Why does Amory Lovins say that the market is deciding against nukes?
One of the things that not many people seem to realize is that we had just enough deregulation in this country to scare the pants off investors who formerly treated utilities as stocks you could safely put in widows’ and orphans’ portfolios.
Even with the largess being showered on nukes in the Energy Policy Act of 2005 (EP Act 2005), there hasn’t been quite the stampede to license new nukes that many hoped for. The feds are obviously ready to shovel money at the problem, but the utilities are nervous about state regulators and whether they’ll stay on the reservation.
Outside of a few areas in the south, where there is fairly strong support for the existing nukes, companies looking to build a new one are terrified that the consumer backlash will kill them in the marketplace.
The utilities know that there has been such an incredible extravagance of wasteful electricity consumption built into the system today that there is huge potential for demand collapse if people got mad and decided to get even by going on a shopping spree with their local alternative energy contractor or, in the few states that allow it, by going to an AES (alternative electric supplier).
For that reason, I guess that where there is retail electric competition you will not see any nukes built, period.
I would also guess that outside those few areas in the South, even utilities not in a deregulated or partially deregulated market are not going to make the bet on nukes, simply because it would be too easy today for opponents to kill the project by destabilizing the utility with aggressive conservation and efficiency.
Demand for energy efficiency, conservation, and the currently lightly used green rate programs would explode the minute a utility outside of the South announced a nuke, and it would be fairly easy today to organize a boycott against any large industrial customers who agree to buy the plant’s output.
What investors want before making the big $2 billion bet is a guarantee that customers can’t leave the utility and take their demand to a competing generator who makes electricity from pig poop or wind or cogeneration or what-have-you (or decide to spend wildly on efficiency and conservation — buying “negawatts”).
But these technologies may be too far along to keep in the bottle; people aren’t particularly motivated to choose them today, but that could change in a real hurry if the folks regulating Springfield Power and Light decide to let Mr. Burns build another nuke.

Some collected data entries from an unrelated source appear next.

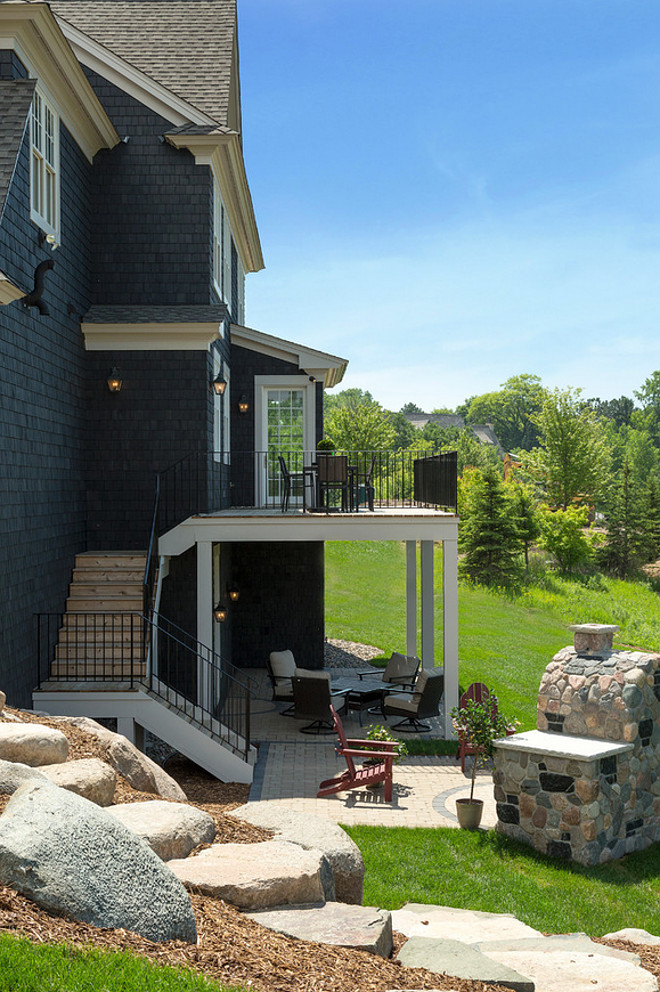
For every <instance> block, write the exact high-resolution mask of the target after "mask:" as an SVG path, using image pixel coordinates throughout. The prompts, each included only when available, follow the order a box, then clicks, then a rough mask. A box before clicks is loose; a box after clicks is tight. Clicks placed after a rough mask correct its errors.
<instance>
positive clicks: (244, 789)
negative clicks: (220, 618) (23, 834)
mask: <svg viewBox="0 0 660 992" xmlns="http://www.w3.org/2000/svg"><path fill="white" fill-rule="evenodd" d="M11 712H13V713H14V714H16V715H18V716H20V718H21V719H22V720H24V721H25V722H30V723H44V724H46V725H47V726H53V727H56V728H57V729H58V730H61V731H62V733H64V734H65V735H66V737H67V738H68V740H69V745H70V753H69V760H73V759H76V758H88V757H97V758H101V759H102V760H104V758H105V747H104V745H103V744H102V742H100V741H98V740H97V739H96V738H94V737H93V736H91V735H89V734H87V733H85V732H84V731H82V730H80V729H79V728H78V727H73V726H71V724H66V723H62V722H60V721H55V720H49V719H48V718H47V717H34V716H32V715H31V714H28V713H24V712H21V711H17V710H12V711H11ZM167 771H168V773H169V774H170V775H172V777H173V778H175V779H176V780H177V781H178V782H179V784H180V785H181V787H182V789H183V790H184V791H185V792H186V795H187V796H188V800H189V802H190V804H191V805H193V806H197V807H198V808H199V809H204V810H207V811H208V812H209V813H210V814H211V815H212V816H213V817H214V819H215V821H216V826H217V827H218V835H217V837H216V843H229V842H232V843H243V844H250V843H255V842H257V841H260V840H264V839H267V838H268V837H270V836H271V835H272V834H271V832H270V831H267V830H262V829H261V828H259V827H253V826H252V825H251V824H246V823H241V822H240V821H238V820H235V819H233V818H232V817H229V816H227V815H226V813H227V812H228V811H229V810H231V809H235V808H236V807H237V806H240V805H242V804H243V803H245V802H246V801H247V796H248V792H249V787H248V786H244V785H238V784H236V783H223V782H218V780H217V779H215V778H213V777H212V776H211V775H208V774H207V773H206V772H205V771H203V770H202V769H200V768H198V767H197V766H195V765H193V764H192V763H191V762H189V761H187V759H185V758H180V757H176V758H172V759H170V761H169V762H167ZM8 798H9V797H6V796H0V810H1V809H4V805H5V803H6V801H7V800H8ZM159 798H160V797H158V796H154V795H152V794H150V793H141V792H138V791H136V790H135V789H132V788H131V786H130V785H129V784H128V782H126V780H125V779H123V778H122V776H119V775H118V784H117V790H116V792H115V802H116V803H125V802H143V801H149V800H154V799H159ZM191 901H192V905H193V909H194V912H195V918H196V921H197V933H198V941H197V944H186V943H183V942H182V941H168V942H166V943H162V944H155V943H153V942H152V941H149V940H146V939H145V938H144V937H140V936H138V935H137V934H134V933H131V932H130V931H127V930H102V929H100V928H98V927H94V926H90V925H88V924H86V923H80V922H79V921H77V920H70V919H67V918H65V917H61V916H56V915H54V914H52V913H49V912H47V911H46V910H44V909H41V908H40V907H39V906H37V905H35V903H33V902H30V900H29V899H27V898H25V897H24V896H21V895H19V893H17V892H15V891H14V890H13V889H10V888H8V887H6V886H0V932H5V933H12V934H16V935H21V936H25V937H27V938H29V939H30V940H32V941H34V942H35V943H64V942H66V943H67V944H70V945H72V946H75V947H90V946H93V947H97V948H101V949H104V950H113V949H114V950H125V951H129V952H131V953H133V954H137V955H139V956H140V957H144V958H148V959H149V960H151V961H153V962H154V963H156V964H164V965H169V966H172V967H187V968H192V969H194V970H195V971H197V972H200V973H203V974H204V975H205V976H206V977H208V978H211V979H214V980H216V981H218V982H222V983H223V984H226V985H244V986H246V987H247V988H251V989H254V990H255V992H387V990H390V989H438V990H454V992H506V990H505V989H504V987H503V986H500V985H490V984H485V983H483V982H477V981H466V980H462V979H457V978H447V977H445V976H442V975H437V974H435V973H433V972H429V971H426V970H424V969H421V968H404V967H402V966H401V965H399V964H397V963H396V962H395V961H392V960H386V959H384V958H380V957H377V956H376V955H373V954H367V953H366V952H363V951H354V950H350V949H348V948H342V947H330V946H328V945H326V944H315V943H312V942H311V941H305V940H296V939H294V938H291V937H285V936H284V935H282V934H277V933H274V932H273V931H271V930H268V929H266V928H265V927H262V926H261V925H260V924H258V923H255V922H254V921H253V920H249V919H247V918H246V917H245V916H243V915H242V914H241V913H240V912H239V911H238V910H237V909H235V908H234V907H233V906H230V905H229V904H227V903H225V902H223V901H222V900H219V899H212V898H209V897H208V896H202V895H199V894H195V893H193V894H191ZM404 942H405V938H404V937H402V936H401V935H400V934H395V949H396V950H398V949H399V948H400V947H401V946H402V944H403V943H404ZM614 946H617V947H618V946H621V947H622V948H623V949H625V950H630V949H631V945H629V944H628V943H627V942H625V941H621V942H617V943H616V944H615V945H614ZM634 949H635V950H636V951H637V952H638V953H639V954H640V956H641V957H642V960H643V964H644V967H645V968H647V969H648V970H649V971H651V972H652V973H653V974H654V975H656V976H657V977H658V978H660V949H658V948H648V949H643V948H642V949H639V948H634Z"/></svg>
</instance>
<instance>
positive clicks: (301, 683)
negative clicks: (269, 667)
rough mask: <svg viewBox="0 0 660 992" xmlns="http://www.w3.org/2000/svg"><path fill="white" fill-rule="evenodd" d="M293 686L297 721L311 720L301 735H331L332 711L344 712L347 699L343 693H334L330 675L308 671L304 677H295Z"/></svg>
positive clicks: (299, 675) (294, 678)
mask: <svg viewBox="0 0 660 992" xmlns="http://www.w3.org/2000/svg"><path fill="white" fill-rule="evenodd" d="M298 671H299V672H300V671H301V670H300V669H299V670H298ZM291 685H292V688H293V702H294V708H295V712H294V714H293V715H294V716H295V718H296V720H311V723H308V724H307V725H306V726H305V727H301V728H300V733H301V734H327V733H331V732H332V731H333V730H334V726H333V722H332V713H331V709H332V708H334V709H335V710H343V709H344V708H345V706H346V699H345V696H344V694H343V693H335V694H333V693H332V691H331V689H330V673H329V672H309V671H308V672H305V674H304V675H302V674H298V675H294V677H293V678H292V679H291Z"/></svg>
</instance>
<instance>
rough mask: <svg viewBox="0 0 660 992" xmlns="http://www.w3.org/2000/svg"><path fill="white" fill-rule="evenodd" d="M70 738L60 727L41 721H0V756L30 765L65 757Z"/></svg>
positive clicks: (63, 759) (35, 764)
mask: <svg viewBox="0 0 660 992" xmlns="http://www.w3.org/2000/svg"><path fill="white" fill-rule="evenodd" d="M68 753H69V742H68V740H67V739H66V737H65V736H64V734H63V733H62V732H61V731H60V730H55V728H54V727H45V726H43V724H40V723H0V758H2V759H3V760H5V761H19V762H21V764H23V765H30V766H31V767H32V768H34V767H35V766H38V765H54V764H59V762H61V761H66V758H67V755H68Z"/></svg>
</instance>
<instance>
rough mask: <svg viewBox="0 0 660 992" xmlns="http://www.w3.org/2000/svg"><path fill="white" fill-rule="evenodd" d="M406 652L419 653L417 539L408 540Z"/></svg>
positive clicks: (416, 653) (407, 541)
mask: <svg viewBox="0 0 660 992" xmlns="http://www.w3.org/2000/svg"><path fill="white" fill-rule="evenodd" d="M406 654H407V655H408V656H409V657H411V658H412V657H414V656H415V655H416V654H417V541H406Z"/></svg>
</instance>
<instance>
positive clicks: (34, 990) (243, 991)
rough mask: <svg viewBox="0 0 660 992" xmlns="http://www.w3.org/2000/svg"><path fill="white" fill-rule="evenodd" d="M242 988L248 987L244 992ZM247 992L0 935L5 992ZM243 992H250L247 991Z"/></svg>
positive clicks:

Moreover, since the currently waning deregulation frenzy, utilities have lost their main argument for stranded cost protections: they could at least argue with a straight face in the 1970s that it never occurred to them that they would NOT be the one supplying the demand they built the plant to serve.
But we’re virgins no more on that score — it seems really unlikely that a utility in America could argue with a straight face that its customers should be forced to pay for an unpopular investment in a nuke if they vote with their demand by going elsewhere (either to an alternative supplier or to aggressive “negawatt” consumption).
I think, and I think utility finance types worry — that there are a number of people who would only need a small push to become rabid opponents of their local investor-owned utility. Once radicalized, the economics are not normal for these people any more, as the non-economic factors begin to play a larger and larger role. Thus they make dangerous opponents, because they don’t act “rationally” according to the utility models.
In the end, the projected power costs for different methods of making electricity all assume that, to the customer, a kWh is a kWh is a kWh, which is likely not true (even though many anti-nuke folks rely on nuclear power now, often unbeknownst to them).
I think that a number of utility companies could find themselves in a very Iraq-like setting in trying to get a nuke built: in complete control of the administrative apparatus and able to win any set piece (legal) battle, but losing the war to the insurgents anyway.
The sad part is that this same level of ferocious resistance is not seen in the wars against coal plants — thus, TXU has only to threaten to build 17 new ones, and it comes out smelling like a rose when it “compromises” that down to 3. Truly a Pyrrhic victory for environmentalists.